Une cathédrale gothique à nouveau en proie aux flammes en France: Saint-Pierre-et-Saint-Paul de Nantes a été victime samedi matin d'un incendie qui a été rapidement circonscrit mais a toutefois détruit le grand orgue.

Le procureur de la République de Nantes Pierre Sennès a annoncé à l'AFP l'ouverture d'une enquête pour "incendie volontaire" en précisant que "trois points de feu distincts" ont été relevés. Mais "il n'y a pas de conclusion à tirer maintenant", a-t-il ajouté.

La police judiciaire a été saisie et un expert incendie du laboratoire de police technique et scientifique de Paris est attendu à Nantes pour examiner les départs de feu et l'installation électrique de la cathédrale, a-t-il ajouté.

Dans le centre-ville de Nantes, vers 7H45, des "passants qui voyaient des flammes derrière la rosace" ont alerté les secours, ravivant les souvenirs douloureux de l'incendie de Notre-Dame de Paris le 15 avril 2019.

Les pompiers ont découvert alors "un violent incendie au niveau de l'orgue situé derrière la rosace et l'action s'est concentrée sur ce foyer", a dit le directeur départemental des pompiers, le général Laurent Ferlay.

Les secours ont aussi "fait des reconnaissances du bâtiment et de la protection des œuvres d'art, en liaisons avec les autorités de la cathédrale".

Grâce à une centaine de pompiers et une quarantaine d'engins, l'incendie a été rapidement maitrisé et les pompiers ont indiqué qu'il était "circonscrit" vers 10H00.

D'après les premiers éléments, "les dégâts sont concentrés sur le grand orgue qui semble être entièrement détruit. La plateforme sur laquelle il se situe est très instable et menace de s'effondrer", a dit M. Ferlay.

Il a toutefois indiqué que les dégâts ne pouvaient être comparés aux incendies de Notre-Dame de Paris en 2019, à celui de cette même cathédrale en 1972 ou encore Saint-Donatien à Nantes en 2015.
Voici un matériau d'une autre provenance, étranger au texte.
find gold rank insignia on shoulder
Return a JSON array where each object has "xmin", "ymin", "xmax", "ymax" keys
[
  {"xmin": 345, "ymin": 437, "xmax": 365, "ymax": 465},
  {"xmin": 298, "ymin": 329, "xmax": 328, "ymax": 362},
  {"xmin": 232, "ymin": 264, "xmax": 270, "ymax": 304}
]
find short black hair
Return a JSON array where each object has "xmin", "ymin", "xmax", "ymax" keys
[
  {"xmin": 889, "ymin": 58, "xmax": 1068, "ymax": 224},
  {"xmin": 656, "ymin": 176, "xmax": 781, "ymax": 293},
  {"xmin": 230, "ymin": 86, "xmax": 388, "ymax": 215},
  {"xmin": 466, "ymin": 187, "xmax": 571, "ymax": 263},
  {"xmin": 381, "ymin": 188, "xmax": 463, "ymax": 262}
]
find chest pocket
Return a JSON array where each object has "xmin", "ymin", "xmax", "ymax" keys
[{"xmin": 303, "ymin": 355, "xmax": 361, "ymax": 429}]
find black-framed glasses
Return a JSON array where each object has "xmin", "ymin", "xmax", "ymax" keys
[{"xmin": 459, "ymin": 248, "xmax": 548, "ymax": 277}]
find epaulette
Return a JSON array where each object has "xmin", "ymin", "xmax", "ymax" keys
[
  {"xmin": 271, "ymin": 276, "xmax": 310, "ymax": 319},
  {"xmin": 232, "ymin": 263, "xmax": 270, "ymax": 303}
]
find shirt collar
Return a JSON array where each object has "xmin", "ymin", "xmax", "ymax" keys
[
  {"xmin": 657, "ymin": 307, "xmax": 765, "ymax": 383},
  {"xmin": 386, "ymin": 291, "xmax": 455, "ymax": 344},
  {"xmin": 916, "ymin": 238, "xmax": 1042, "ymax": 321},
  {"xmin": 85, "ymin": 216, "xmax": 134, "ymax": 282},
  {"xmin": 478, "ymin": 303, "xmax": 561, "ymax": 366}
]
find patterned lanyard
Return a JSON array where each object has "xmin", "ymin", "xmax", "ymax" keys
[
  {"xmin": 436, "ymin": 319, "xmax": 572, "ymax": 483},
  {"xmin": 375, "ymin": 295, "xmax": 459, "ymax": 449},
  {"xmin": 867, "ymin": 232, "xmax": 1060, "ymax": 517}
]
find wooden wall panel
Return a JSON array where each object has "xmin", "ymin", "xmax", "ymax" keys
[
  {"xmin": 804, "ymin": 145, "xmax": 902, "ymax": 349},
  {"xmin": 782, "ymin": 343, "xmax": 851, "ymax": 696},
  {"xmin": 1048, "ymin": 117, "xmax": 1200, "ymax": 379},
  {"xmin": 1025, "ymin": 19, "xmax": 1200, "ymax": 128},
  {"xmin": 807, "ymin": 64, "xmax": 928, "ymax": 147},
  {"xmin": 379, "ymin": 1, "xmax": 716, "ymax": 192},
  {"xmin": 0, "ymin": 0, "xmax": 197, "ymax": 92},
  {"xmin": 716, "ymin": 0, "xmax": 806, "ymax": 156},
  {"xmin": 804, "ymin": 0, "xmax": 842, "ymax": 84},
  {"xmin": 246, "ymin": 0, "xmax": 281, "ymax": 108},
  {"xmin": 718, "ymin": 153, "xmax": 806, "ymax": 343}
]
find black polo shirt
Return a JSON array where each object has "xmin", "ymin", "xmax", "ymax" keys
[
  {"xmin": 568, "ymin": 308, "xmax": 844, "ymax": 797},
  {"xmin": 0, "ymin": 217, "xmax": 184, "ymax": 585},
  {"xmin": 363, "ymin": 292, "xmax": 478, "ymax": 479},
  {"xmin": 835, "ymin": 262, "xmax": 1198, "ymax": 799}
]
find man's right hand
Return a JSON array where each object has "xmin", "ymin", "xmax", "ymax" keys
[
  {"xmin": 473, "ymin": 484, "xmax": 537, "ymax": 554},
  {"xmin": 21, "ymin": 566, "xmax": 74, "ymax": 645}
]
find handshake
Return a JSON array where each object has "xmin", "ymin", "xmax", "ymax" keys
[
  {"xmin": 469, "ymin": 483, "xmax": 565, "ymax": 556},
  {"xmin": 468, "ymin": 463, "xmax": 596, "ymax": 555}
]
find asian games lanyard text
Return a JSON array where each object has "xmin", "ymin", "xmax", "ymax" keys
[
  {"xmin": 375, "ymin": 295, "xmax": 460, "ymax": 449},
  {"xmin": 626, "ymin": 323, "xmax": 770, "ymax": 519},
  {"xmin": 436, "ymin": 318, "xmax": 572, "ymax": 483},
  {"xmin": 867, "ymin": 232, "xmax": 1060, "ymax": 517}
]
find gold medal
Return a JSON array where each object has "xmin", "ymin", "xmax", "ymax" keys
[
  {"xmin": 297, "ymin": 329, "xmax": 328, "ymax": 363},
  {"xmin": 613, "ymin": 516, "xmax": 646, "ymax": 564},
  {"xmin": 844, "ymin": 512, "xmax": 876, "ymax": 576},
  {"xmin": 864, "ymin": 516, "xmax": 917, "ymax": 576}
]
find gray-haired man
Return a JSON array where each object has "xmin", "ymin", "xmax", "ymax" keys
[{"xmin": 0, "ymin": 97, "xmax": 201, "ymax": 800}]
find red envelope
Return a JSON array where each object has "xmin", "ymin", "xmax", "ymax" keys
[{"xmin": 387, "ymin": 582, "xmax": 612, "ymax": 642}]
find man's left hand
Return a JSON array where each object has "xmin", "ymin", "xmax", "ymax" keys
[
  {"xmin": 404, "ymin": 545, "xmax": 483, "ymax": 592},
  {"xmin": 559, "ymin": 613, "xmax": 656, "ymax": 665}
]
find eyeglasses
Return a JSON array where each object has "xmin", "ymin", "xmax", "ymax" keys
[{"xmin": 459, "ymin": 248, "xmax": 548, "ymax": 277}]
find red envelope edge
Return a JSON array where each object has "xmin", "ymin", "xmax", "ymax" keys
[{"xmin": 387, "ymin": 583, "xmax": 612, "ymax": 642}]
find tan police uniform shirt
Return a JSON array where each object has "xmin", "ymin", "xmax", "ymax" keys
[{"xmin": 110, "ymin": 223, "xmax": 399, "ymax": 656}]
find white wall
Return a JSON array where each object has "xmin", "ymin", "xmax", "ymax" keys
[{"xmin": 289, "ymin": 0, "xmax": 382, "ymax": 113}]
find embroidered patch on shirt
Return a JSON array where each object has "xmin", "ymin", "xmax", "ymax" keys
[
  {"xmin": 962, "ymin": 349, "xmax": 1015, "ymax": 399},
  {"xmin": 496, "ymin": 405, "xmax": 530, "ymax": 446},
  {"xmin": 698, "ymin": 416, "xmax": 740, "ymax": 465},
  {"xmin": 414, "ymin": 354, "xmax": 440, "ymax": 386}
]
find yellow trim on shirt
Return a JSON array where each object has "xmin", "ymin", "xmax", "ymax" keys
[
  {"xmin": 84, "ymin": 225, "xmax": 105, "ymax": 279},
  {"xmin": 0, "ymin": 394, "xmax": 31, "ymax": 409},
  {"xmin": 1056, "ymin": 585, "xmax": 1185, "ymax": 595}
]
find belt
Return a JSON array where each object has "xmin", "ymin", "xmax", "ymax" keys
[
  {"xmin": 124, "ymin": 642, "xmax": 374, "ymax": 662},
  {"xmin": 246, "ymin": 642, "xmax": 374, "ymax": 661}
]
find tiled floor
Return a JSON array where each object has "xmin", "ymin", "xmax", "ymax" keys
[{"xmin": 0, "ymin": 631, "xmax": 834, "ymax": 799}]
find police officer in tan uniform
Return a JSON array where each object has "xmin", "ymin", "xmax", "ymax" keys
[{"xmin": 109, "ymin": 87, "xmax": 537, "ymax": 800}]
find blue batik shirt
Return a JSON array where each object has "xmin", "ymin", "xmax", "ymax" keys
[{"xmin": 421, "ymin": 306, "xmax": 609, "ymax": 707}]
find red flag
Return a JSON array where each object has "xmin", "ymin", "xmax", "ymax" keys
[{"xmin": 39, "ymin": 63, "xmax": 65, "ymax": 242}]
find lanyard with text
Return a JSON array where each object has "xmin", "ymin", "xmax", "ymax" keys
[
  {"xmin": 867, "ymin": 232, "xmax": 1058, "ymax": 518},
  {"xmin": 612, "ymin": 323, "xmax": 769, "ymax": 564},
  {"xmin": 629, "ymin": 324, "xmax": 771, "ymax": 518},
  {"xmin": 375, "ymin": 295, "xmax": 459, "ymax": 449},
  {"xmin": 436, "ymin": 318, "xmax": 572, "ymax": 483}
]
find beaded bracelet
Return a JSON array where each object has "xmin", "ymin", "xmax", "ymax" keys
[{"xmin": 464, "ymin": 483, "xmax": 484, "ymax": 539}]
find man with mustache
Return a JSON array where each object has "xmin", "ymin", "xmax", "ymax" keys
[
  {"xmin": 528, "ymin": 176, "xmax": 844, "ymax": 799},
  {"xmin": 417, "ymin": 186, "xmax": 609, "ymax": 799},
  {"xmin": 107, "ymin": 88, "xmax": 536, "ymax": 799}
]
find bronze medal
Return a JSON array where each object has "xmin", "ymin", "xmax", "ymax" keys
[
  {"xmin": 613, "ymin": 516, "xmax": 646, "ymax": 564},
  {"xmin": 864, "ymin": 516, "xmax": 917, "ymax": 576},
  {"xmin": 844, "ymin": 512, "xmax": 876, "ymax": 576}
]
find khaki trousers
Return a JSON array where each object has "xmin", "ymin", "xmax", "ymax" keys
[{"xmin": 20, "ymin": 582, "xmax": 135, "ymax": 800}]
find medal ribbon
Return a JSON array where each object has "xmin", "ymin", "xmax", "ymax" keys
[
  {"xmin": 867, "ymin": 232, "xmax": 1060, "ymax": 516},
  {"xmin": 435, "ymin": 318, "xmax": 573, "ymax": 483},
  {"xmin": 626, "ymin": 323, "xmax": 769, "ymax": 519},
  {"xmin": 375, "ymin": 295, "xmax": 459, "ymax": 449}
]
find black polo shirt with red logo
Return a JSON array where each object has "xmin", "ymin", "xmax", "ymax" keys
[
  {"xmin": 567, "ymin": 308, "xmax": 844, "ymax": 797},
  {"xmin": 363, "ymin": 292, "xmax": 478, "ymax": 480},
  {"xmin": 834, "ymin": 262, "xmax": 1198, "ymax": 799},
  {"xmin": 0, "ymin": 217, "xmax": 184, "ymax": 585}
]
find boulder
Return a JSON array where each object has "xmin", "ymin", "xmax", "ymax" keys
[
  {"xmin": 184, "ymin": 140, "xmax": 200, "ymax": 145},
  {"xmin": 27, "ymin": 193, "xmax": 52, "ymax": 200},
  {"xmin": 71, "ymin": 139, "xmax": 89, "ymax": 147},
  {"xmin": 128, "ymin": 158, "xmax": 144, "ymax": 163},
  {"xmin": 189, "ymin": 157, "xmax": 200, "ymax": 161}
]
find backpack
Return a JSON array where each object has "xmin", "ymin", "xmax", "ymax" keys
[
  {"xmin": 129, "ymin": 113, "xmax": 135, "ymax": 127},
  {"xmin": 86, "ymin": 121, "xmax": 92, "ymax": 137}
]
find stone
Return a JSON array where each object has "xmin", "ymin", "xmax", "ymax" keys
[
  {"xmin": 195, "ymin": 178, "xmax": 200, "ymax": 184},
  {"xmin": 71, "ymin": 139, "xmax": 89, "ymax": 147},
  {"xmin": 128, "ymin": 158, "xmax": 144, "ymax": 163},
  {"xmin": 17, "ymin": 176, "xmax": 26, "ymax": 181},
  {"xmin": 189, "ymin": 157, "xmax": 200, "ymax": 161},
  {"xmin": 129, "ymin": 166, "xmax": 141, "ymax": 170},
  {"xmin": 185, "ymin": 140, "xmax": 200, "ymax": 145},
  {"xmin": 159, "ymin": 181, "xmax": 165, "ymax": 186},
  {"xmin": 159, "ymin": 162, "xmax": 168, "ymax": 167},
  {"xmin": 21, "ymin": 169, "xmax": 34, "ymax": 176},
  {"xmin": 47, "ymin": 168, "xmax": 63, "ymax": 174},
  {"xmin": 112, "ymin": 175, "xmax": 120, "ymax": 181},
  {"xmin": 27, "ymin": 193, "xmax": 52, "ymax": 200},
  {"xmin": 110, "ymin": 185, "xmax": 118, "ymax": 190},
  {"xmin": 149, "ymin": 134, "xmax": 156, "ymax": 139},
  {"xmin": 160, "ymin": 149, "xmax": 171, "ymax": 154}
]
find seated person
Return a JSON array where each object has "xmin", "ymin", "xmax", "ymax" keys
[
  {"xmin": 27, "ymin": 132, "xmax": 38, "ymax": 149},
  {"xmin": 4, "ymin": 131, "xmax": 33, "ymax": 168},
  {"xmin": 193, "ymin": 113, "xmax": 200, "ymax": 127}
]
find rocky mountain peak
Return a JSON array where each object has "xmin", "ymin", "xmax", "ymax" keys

"Je voudrais souligner que suite à l'incendie de 1972 la toiture a été refaite en armature béton", a-t-il encore ajouté.

- Des vitraux touchés -

L'administrateur diocésain, le père François Renaud, en charge de la cathédrale en raison d'une vacance du siège épiscopal, a pu rentrer avec les pompiers à l'intérieur de la cathédrale et a indiqué à l'AFP que "le grand orgue avait complétement disparu". "C'est très impressionnant et c'est une perte inestimable", a-t-il ajouté, ému.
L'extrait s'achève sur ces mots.